The lure of podcasting for politicians is in the way listeners react to the medium. The entire burgeoning podcast advert market is founded on research that points to a strong sense of intimacy between podcast host and audience — it’s a level of loyalty and engagement that surpasses many other forms of media. In politics, that can be harnessed for electoral gain: for instance, Hillary Clinton had a podcast called With Her that ran during her 2016 presidential campaign.

The trouble is that politicians aren’t necessarily that good at making podcasts. They’re not journalists, and they don’t often have a good nose for what makes a strong show for the listener, or take the advice of those who do. For those still in office (or, like Clegg, still wanting to participate in politics despite losing his seat), there are other pressures that can prevent them being completely honest on air. As Amanda Hess pointed out in the New York Times in 2017, the best episodes of Clinton’s podcast were made after she lost the election, when she moved out of campaign mode and just tried to process what had happened like everyone else.

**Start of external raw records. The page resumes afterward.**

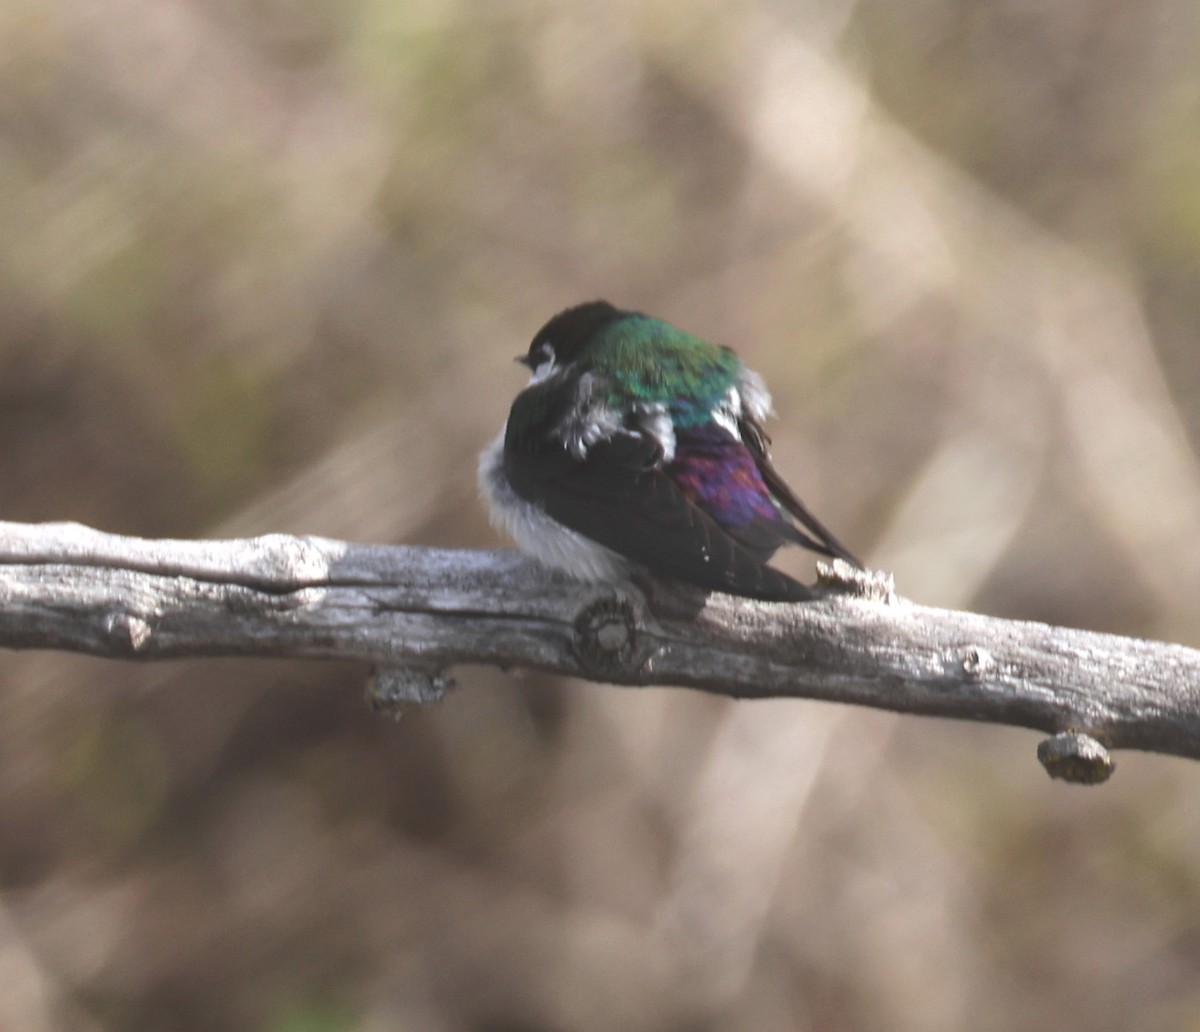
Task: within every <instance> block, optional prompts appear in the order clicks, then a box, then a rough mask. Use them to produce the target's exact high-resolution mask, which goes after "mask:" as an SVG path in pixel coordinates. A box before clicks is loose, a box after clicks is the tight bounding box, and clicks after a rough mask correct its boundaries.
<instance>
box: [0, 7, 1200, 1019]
mask: <svg viewBox="0 0 1200 1032" xmlns="http://www.w3.org/2000/svg"><path fill="white" fill-rule="evenodd" d="M1198 48H1200V7H1198V6H1196V5H1195V4H1194V2H1188V0H1142V2H1139V4H1129V2H1126V0H1090V2H1085V0H1057V1H1056V2H1055V4H1040V2H1030V0H991V2H986V4H983V2H978V0H809V2H782V0H779V2H766V0H763V2H752V0H702V2H695V4H686V5H685V4H679V2H672V0H614V2H610V4H605V5H600V6H596V5H587V4H582V2H572V0H562V2H556V4H535V2H521V0H502V2H494V0H412V2H403V0H312V2H295V0H59V2H56V4H53V5H50V4H44V2H41V0H6V2H5V4H4V5H2V6H0V499H2V505H0V516H2V517H4V518H7V520H23V521H43V520H78V521H82V522H85V523H89V524H92V526H95V527H98V528H101V529H104V530H110V532H120V533H127V534H139V535H154V536H184V538H208V536H224V535H248V534H258V533H265V532H295V533H314V534H323V535H328V536H334V538H344V539H352V540H360V541H383V542H409V544H424V545H445V546H469V547H493V546H496V545H497V544H499V540H498V538H497V536H496V535H494V533H493V532H492V530H491V529H490V527H488V524H487V521H486V517H485V515H484V512H482V510H481V506H480V504H479V503H478V500H476V498H475V456H476V454H478V452H479V450H480V449H481V448H482V446H484V445H485V444H486V443H487V442H488V440H490V439H491V438H492V437H493V436H494V434H496V432H497V431H498V430H499V427H500V426H502V425H503V421H504V419H505V415H506V412H508V407H509V404H510V402H511V398H512V396H514V395H515V394H516V391H517V390H518V389H520V388H521V386H522V385H523V383H524V377H523V376H522V372H523V371H521V370H518V368H517V367H515V366H514V365H512V362H511V359H512V356H514V355H515V354H517V353H521V352H523V350H524V349H526V348H527V346H528V341H529V340H530V337H532V336H533V334H534V332H535V331H536V330H538V328H539V326H540V325H541V324H542V323H544V322H545V320H546V319H547V318H548V317H550V316H551V314H553V313H554V312H557V311H558V310H560V308H563V307H565V306H568V305H571V304H574V302H577V301H581V300H587V299H592V298H598V296H604V298H608V299H610V300H612V301H614V302H617V304H619V305H623V306H626V307H635V308H641V310H643V311H647V312H650V313H653V314H656V316H660V317H662V318H666V319H668V320H671V322H673V323H674V324H677V325H679V326H680V328H683V329H686V330H690V331H692V332H697V334H700V335H702V336H707V337H709V338H712V340H716V341H720V342H722V343H728V344H732V346H734V347H737V348H738V349H739V350H740V353H742V354H743V356H744V358H745V359H746V360H748V362H749V364H750V365H752V366H754V367H756V368H757V370H760V371H761V372H762V373H763V374H764V376H766V378H767V382H768V383H769V384H770V386H772V388H773V391H774V395H775V403H776V409H778V410H779V413H780V416H781V418H780V419H779V420H776V421H775V422H774V424H773V427H772V433H773V436H774V438H775V456H776V460H778V463H779V466H780V467H781V469H782V470H784V472H785V474H786V475H787V476H788V479H790V480H791V481H792V482H793V484H794V485H796V486H797V487H798V488H799V491H800V493H802V494H803V496H804V497H805V499H806V500H808V502H809V503H810V504H811V505H812V508H814V509H815V510H816V511H817V512H818V514H820V515H821V517H822V518H823V520H826V521H827V522H828V523H829V526H830V527H832V528H834V529H835V532H836V533H838V535H839V536H840V538H842V539H844V540H845V541H846V542H847V544H848V545H850V546H851V547H852V548H854V550H856V551H857V552H859V554H862V556H863V557H864V558H865V559H866V560H868V562H869V563H870V564H872V565H876V566H882V568H886V569H890V570H893V571H894V572H895V575H896V582H898V588H899V590H900V593H901V594H904V595H906V596H908V598H912V599H914V600H917V601H920V602H925V604H930V605H942V606H954V607H970V608H974V610H979V611H983V612H989V613H994V614H998V616H1006V617H1022V618H1033V619H1042V620H1050V622H1054V623H1062V624H1069V625H1074V626H1082V628H1092V629H1098V630H1106V631H1116V632H1121V634H1129V635H1139V636H1150V637H1160V638H1168V640H1174V641H1180V642H1184V643H1188V644H1193V646H1198V644H1200V592H1198V590H1196V588H1198V584H1200V467H1198V462H1196V443H1198V440H1200V348H1198V344H1196V326H1198V323H1200V289H1198V287H1196V283H1198V274H1200V64H1198V62H1196V60H1195V55H1196V53H1198V52H1200V50H1198ZM787 563H788V564H790V566H788V568H790V569H792V570H793V571H794V572H798V574H800V575H803V576H810V575H811V569H812V566H811V562H810V560H808V559H805V558H804V557H800V556H797V557H793V558H791V559H788V560H787ZM458 674H460V680H461V684H462V686H461V689H460V690H458V691H457V692H455V694H454V695H452V696H451V697H449V698H448V700H446V701H445V702H444V703H443V704H442V706H440V707H438V708H436V709H432V710H427V712H422V713H419V714H415V715H413V716H408V718H406V719H404V720H403V721H401V722H400V724H392V722H389V721H386V720H383V719H380V718H377V716H373V715H372V714H371V713H370V712H368V710H367V708H366V707H365V706H364V702H362V686H364V682H365V677H366V671H365V670H362V668H361V667H358V666H352V665H346V666H340V665H336V664H319V662H274V661H265V660H264V661H251V662H235V661H218V660H205V661H191V662H170V664H155V665H133V664H118V662H106V661H100V660H94V659H84V658H77V656H71V655H56V654H34V653H7V654H4V655H2V656H0V984H2V985H4V992H2V994H0V1027H2V1028H5V1030H10V1028H11V1030H34V1032H37V1030H58V1028H70V1030H263V1032H348V1030H366V1031H367V1032H382V1030H433V1032H442V1030H444V1031H445V1032H466V1030H478V1032H517V1030H534V1032H552V1031H553V1030H634V1032H637V1030H647V1032H649V1030H655V1032H656V1030H689V1032H692V1030H694V1032H726V1030H728V1032H733V1030H756V1032H763V1030H767V1032H770V1030H889V1032H905V1030H922V1032H930V1030H934V1032H937V1030H947V1032H949V1030H960V1028H964V1027H972V1028H977V1030H984V1032H986V1030H997V1032H998V1030H1009V1028H1014V1027H1021V1028H1027V1030H1042V1028H1045V1030H1049V1028H1055V1030H1058V1028H1082V1027H1086V1028H1090V1030H1126V1028H1130V1027H1138V1028H1139V1030H1181V1028H1189V1030H1200V821H1198V814H1200V809H1198V799H1200V767H1198V766H1195V764H1194V763H1187V762H1183V761H1178V760H1172V758H1165V757H1157V756H1145V755H1136V754H1122V755H1120V756H1118V766H1120V769H1118V772H1117V774H1116V776H1115V779H1114V781H1112V782H1110V784H1109V785H1106V786H1104V787H1103V788H1092V790H1084V788H1078V787H1069V786H1063V785H1061V784H1054V782H1050V781H1049V780H1048V779H1046V776H1045V774H1044V773H1043V770H1042V769H1040V767H1039V766H1038V764H1037V762H1036V760H1034V748H1036V745H1037V740H1038V736H1036V734H1032V733H1028V732H1024V731H1018V730H1012V728H997V727H982V726H980V727H977V726H970V725H959V724H949V722H941V721H929V720H917V719H898V718H894V716H890V715H888V714H884V713H874V712H866V710H856V709H850V708H842V707H834V706H821V704H815V703H802V702H787V701H776V702H761V703H742V704H736V703H732V702H728V701H726V700H720V698H709V697H704V696H701V695H698V694H695V692H688V691H680V690H670V689H662V690H618V689H613V688H606V686H599V685H589V684H582V683H572V682H565V680H560V679H554V678H548V677H544V676H535V674H521V673H500V672H497V671H491V670H474V668H468V670H462V671H460V672H458Z"/></svg>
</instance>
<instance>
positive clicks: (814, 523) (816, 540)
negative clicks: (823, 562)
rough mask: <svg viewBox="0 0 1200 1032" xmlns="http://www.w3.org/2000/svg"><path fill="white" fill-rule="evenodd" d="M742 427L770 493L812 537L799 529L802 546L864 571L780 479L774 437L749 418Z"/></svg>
mask: <svg viewBox="0 0 1200 1032" xmlns="http://www.w3.org/2000/svg"><path fill="white" fill-rule="evenodd" d="M738 428H739V430H740V431H742V439H743V440H744V442H745V445H746V448H748V449H750V454H751V455H754V458H755V462H756V463H757V466H758V472H760V473H761V474H762V479H763V482H764V484H766V485H767V488H768V490H769V491H770V493H772V496H773V497H774V498H775V500H776V502H778V503H779V504H780V505H781V506H782V508H784V509H785V510H786V511H787V512H790V514H791V515H792V516H793V517H796V520H797V522H799V524H800V526H802V527H804V529H805V530H808V532H809V534H811V535H812V536H809V534H805V533H803V532H802V530H798V529H797V530H796V540H797V542H798V544H800V545H803V546H804V547H805V548H810V550H811V551H814V552H820V553H821V554H822V556H829V557H830V558H838V559H845V560H846V562H847V563H850V564H851V565H854V566H858V569H860V570H862V569H863V564H862V563H859V562H858V559H857V558H854V556H853V553H852V552H851V551H850V550H848V548H847V547H846V546H845V545H842V544H841V541H839V540H838V539H836V538H834V536H833V534H832V533H830V532H829V529H828V528H827V527H826V526H824V524H823V523H822V522H821V521H820V520H817V517H816V516H814V515H812V514H811V512H810V511H809V508H808V506H806V505H805V504H804V503H803V502H802V500H800V499H799V497H798V496H797V494H796V492H794V491H792V488H791V487H788V485H787V481H786V480H784V478H782V476H780V474H779V470H778V469H775V467H774V466H773V464H772V461H770V452H769V450H768V448H769V445H770V438H769V437H767V432H766V431H764V430H763V428H762V426H761V425H760V424H758V422H757V421H756V420H754V419H751V418H750V416H749V415H744V416H743V418H742V420H740V422H739V424H738Z"/></svg>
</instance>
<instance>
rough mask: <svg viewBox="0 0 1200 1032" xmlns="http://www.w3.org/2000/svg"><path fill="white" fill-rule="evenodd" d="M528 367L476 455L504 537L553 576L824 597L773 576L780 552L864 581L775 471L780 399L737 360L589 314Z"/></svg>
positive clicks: (753, 592) (632, 315)
mask: <svg viewBox="0 0 1200 1032" xmlns="http://www.w3.org/2000/svg"><path fill="white" fill-rule="evenodd" d="M517 361H518V362H522V364H523V365H526V366H527V367H528V368H529V371H530V378H529V384H528V386H526V389H524V390H522V391H521V392H520V394H517V396H516V398H515V401H514V402H512V407H511V410H510V412H509V418H508V422H506V424H505V427H504V430H503V431H502V432H500V434H499V436H498V437H497V438H496V439H494V440H493V442H492V443H491V444H490V445H488V446H487V448H486V449H485V450H484V451H482V454H481V455H480V461H479V487H480V494H481V496H482V498H484V500H485V503H486V504H487V508H488V510H490V515H491V520H492V523H493V526H494V527H496V528H497V529H500V530H505V532H508V534H509V535H510V536H511V538H512V539H514V540H515V541H516V544H517V545H518V547H520V548H521V550H522V551H523V552H526V553H528V554H530V556H533V557H534V558H535V559H538V560H540V562H541V563H542V564H544V565H548V566H551V568H554V569H557V570H560V571H563V572H565V574H566V575H569V576H570V577H572V578H576V580H581V581H593V582H607V583H614V582H619V581H625V580H628V578H629V576H630V574H631V572H632V571H634V570H635V569H636V568H638V566H641V568H644V569H648V570H650V571H652V572H654V574H658V575H661V576H664V577H667V578H670V580H673V581H680V582H684V583H688V584H692V586H695V587H698V588H702V589H706V590H708V592H722V593H726V594H731V595H742V596H745V598H750V599H760V600H763V601H792V602H794V601H806V600H810V599H814V598H816V592H815V590H814V588H811V587H809V586H806V584H803V583H800V582H799V581H798V580H796V578H793V577H791V576H788V575H787V574H785V572H782V571H781V570H778V569H775V568H773V566H770V565H768V560H769V559H770V558H772V557H773V556H774V553H775V552H776V551H778V550H779V548H780V547H781V546H784V545H799V546H803V547H805V548H809V550H811V551H812V552H816V553H820V554H822V556H827V557H830V558H839V559H845V560H846V562H847V563H851V564H852V565H853V566H857V568H859V569H862V563H859V562H858V559H856V558H854V556H853V554H852V553H851V552H850V551H848V550H847V548H846V547H845V546H844V545H842V544H841V542H840V541H839V540H838V539H836V538H834V535H833V534H832V533H830V532H829V530H828V529H826V527H824V526H823V524H822V523H821V522H820V521H818V520H817V518H816V517H815V516H814V515H812V514H811V512H810V511H809V509H808V508H806V506H805V505H804V503H803V502H802V500H800V499H799V497H798V496H797V494H796V493H794V492H793V491H792V490H791V488H790V487H788V486H787V482H786V481H785V480H784V478H782V476H781V475H780V474H779V472H778V470H776V469H775V467H774V466H773V463H772V461H770V454H769V445H770V438H768V436H767V433H766V431H764V428H763V422H764V421H766V419H767V416H768V415H769V414H770V413H772V401H770V394H769V392H768V390H767V386H766V384H764V383H763V379H762V377H760V376H758V374H757V373H756V372H754V371H752V370H750V368H748V367H746V366H745V365H743V364H742V361H740V359H739V358H738V355H737V354H736V353H734V352H733V350H732V349H731V348H728V347H725V346H722V344H715V343H710V342H709V341H707V340H703V338H701V337H697V336H692V335H691V334H688V332H684V331H683V330H678V329H676V328H674V326H672V325H671V324H668V323H666V322H664V320H661V319H656V318H653V317H650V316H646V314H643V313H641V312H632V311H624V310H622V308H618V307H616V306H613V305H611V304H610V302H608V301H588V302H586V304H581V305H576V306H574V307H571V308H566V310H565V311H563V312H559V313H558V314H557V316H554V317H553V318H552V319H550V322H547V323H546V324H545V325H544V326H542V328H541V329H540V330H539V331H538V334H536V335H535V336H534V338H533V342H532V343H530V344H529V349H528V352H527V353H526V354H523V355H520V356H518V358H517Z"/></svg>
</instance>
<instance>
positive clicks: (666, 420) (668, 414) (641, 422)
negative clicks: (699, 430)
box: [637, 402, 674, 464]
mask: <svg viewBox="0 0 1200 1032" xmlns="http://www.w3.org/2000/svg"><path fill="white" fill-rule="evenodd" d="M637 425H638V427H641V432H642V433H648V434H649V436H650V437H653V438H654V439H655V440H656V442H658V444H659V448H660V449H662V463H664V464H665V463H667V462H671V460H672V458H674V422H672V420H671V414H670V413H668V412H667V407H666V406H665V404H662V402H655V403H654V404H649V406H646V407H644V408H643V409H642V410H641V412H640V413H638V420H637Z"/></svg>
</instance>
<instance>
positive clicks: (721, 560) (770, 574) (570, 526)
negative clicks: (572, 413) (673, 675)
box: [504, 432, 812, 601]
mask: <svg viewBox="0 0 1200 1032" xmlns="http://www.w3.org/2000/svg"><path fill="white" fill-rule="evenodd" d="M659 460H661V450H660V449H659V448H658V445H656V443H655V442H653V440H652V439H649V438H648V436H647V434H642V433H636V432H630V433H617V434H613V436H612V437H610V438H607V439H605V440H601V442H598V443H595V444H593V445H592V446H590V448H589V450H588V452H587V458H586V460H584V461H582V462H580V461H575V460H574V458H571V456H570V455H569V454H568V452H566V450H565V449H560V448H539V449H538V450H536V452H533V451H526V450H522V449H514V450H511V451H508V452H506V454H505V460H504V468H505V473H506V474H508V478H509V481H510V482H511V485H512V488H514V491H516V493H517V494H520V496H521V497H522V498H524V499H526V500H527V502H533V503H535V504H538V505H540V506H541V508H542V509H544V510H545V511H546V514H547V515H548V516H551V517H552V518H554V520H557V521H558V522H559V523H563V524H564V526H566V527H570V528H571V529H572V530H576V532H577V533H580V534H583V535H584V536H586V538H589V539H590V540H593V541H596V542H598V544H600V545H604V546H605V547H607V548H611V550H612V551H613V552H617V553H618V554H620V556H624V557H625V558H628V559H632V560H634V562H636V563H640V564H641V565H643V566H647V568H649V569H650V570H654V571H656V572H660V574H665V575H666V576H670V577H674V578H676V580H679V581H686V582H689V583H692V584H697V586H700V587H703V588H709V589H712V590H720V592H727V593H730V594H737V595H748V596H750V598H758V599H772V600H792V601H798V600H803V599H809V598H811V596H812V593H811V590H810V589H809V588H806V587H805V586H804V584H802V583H799V582H798V581H794V580H792V578H791V577H788V576H787V575H786V574H782V572H780V571H779V570H773V569H772V568H770V566H767V565H764V564H763V563H761V562H760V560H758V559H756V558H755V557H754V556H752V554H751V553H750V552H749V551H748V550H746V548H744V547H743V546H742V545H739V544H738V542H737V541H736V540H734V539H733V538H731V536H730V535H728V534H727V533H726V532H725V530H722V529H721V528H720V527H719V526H718V524H716V523H715V522H714V521H713V520H712V518H710V517H709V516H707V515H706V514H704V512H702V511H701V510H700V509H698V508H696V506H695V505H694V504H692V503H691V502H689V500H688V498H686V497H685V496H684V493H683V492H682V491H680V490H679V488H678V487H677V486H676V485H674V484H673V482H672V480H671V479H670V478H668V476H667V475H666V474H664V473H662V472H661V470H660V469H659V468H658V462H659Z"/></svg>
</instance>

The rise of the podcasting politician is the result of a few different factors: an increased dominance of personality in politics; the tendency for us all to gravitate towards our own “filter bubbles” of reassuring content; and an ever-more polarised media climate. For my money, the best show to come out of this trend so far is Ed Miliband’s. He leans in to the “geeky” stereotype that haunted him for his entire career and, guided by veteran broadcaster Geoff Lloyd, is seeking to make something that looks beyond the political bubble.

Podcasts are at their best when they serve a particular niche interest group: there’s clearly a community of people who enjoy listening to Jacob Rees-Mogg intoning bleakly about obscure areas of policy, and best of luck to them. Politicians should realise that it is not a form that works when you try to appeal to everyone. Otherwise, like Nick Clegg, they will end up telling Nigel Farage that he’s “very good at the high horse stuff about how the EU is ghastly” in a strained tone of voice.